I’m an early adopter. I worked with computers in the days of the earliest programmable calculators. I built my first website in about 1994. I launched my web business in 1999.
And in 2002 I started this blog after I built my own blogging tool from scratch because I couldn’t find one that did everything I wanted. (Nowadays self-hosted WordPress, launched in 2003, is the obvious choice. Avoid Wix and Weebly. End of rant.)
An overview of my relationship with music has seen few edits since I first wrote it 16 years ago. I grew up with music the way most people grew up with television.
Over the past decade I’ve spent more time writing music than writing about it. I perform in our living room. I used to have a cover band and we performed in bars. I’ve played my music in coffee shops. Dragging all my equipment out somewhere to play for the same people who’d come to my living room quickly seemed a waste of time.
Though I don’t write about music as much as I once did I am primarily a writer. Novels, a children’s book, a bunch of business books in the past, and a dozen blog posts a month in various places.
My first post, on March 12th of 2002, was about the Irish band Hothouse Flowers. I was hearing all kinds of new music as my kids got older (16 years ago their ages ranged from 12 to 22.) All these new sounds flooding my life, and the joy of sharing them with my kids, made me want to talk about it all. But not just “I like this, that, and the other band.” Details. What made the music or lyrics special. What the bands seemed to be trying to do. What made the performers interesting.
I’ve written about famous people, household names. I’ve written about folks who have a strong cult following. I’ve written about musicians who’ve never published a single tune publicly. And I’ve shared my own music extensively.

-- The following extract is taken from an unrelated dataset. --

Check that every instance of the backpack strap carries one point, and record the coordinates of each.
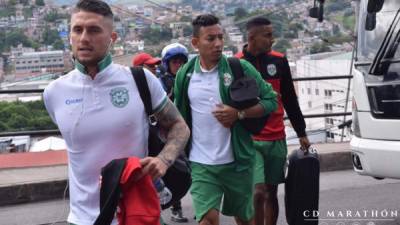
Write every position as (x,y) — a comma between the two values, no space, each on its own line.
(144,92)
(236,67)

But I don’t know what to do with this site anymore. Before writing this I reviewed the last few posts I wrote—in the fall of 2016, nearly a year and a half ago.
This site has seen long dry spells, sometimes lasting years.
I’m not sure this is that.
I’m wondering, in this and in many things, if it’s time to start thinking about an endgame, closure, wrapping things up and putting them in the closet, leaving room for the few things that really matter to me anymore.